NonOpt: Nonconvex, Nonsmooth Optimizer

TL;DR

NonOpt addresses the challenge of minimizing locally Lipschitz, potentially nonconvex and nonsmooth objectives by combining gradient-sampling and proximal-bundle strategies. It employs quasi-Newton acceleration and solves per-iteration subproblems that are quadratic with linear equality and bound constraints, using specialized dual or interior-point solvers. A key contribution is the interior-point solver tailored to the QP subproblems arising in these methods, complementing an existing dual active-set approach and enabling efficiency on both small and large-scale problems, including inexact subproblem solutions. The framework is designed for extensibility with alternative search-direction and globalization strategies, and numerical results illustrate the method's speed and reliability on challenging problems.

Abstract

NonOpt, a C++ software package for minimizing locally Lipschitz objective functions, is presented. The software is intended primarily for minimizing objective functions that are nonconvex and/or nonsmooth.
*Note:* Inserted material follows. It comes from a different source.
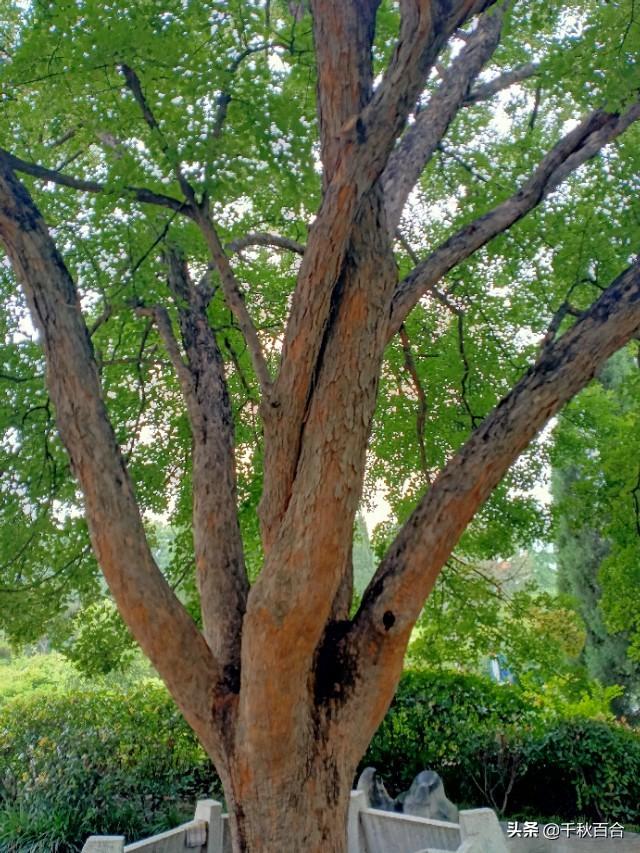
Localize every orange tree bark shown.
[0,0,640,853]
The package has implementations of two main algorithmic strategies: a gradient-sampling and a proximal-bundle method. Each algorithmic strategy can employ quasi-Newton techniques for accelerating convergence in practice. The main computational cost in each iteration is solving a subproblem with a quadratic objective function, a linear equality constraint, and bound constraints. The software contains dual active-set and interior-point subproblem solvers that are designed specifically for solving these subproblems efficiently. The results of numerical experiments with various test problems are provided to demonstrate the speed and reliability of the software.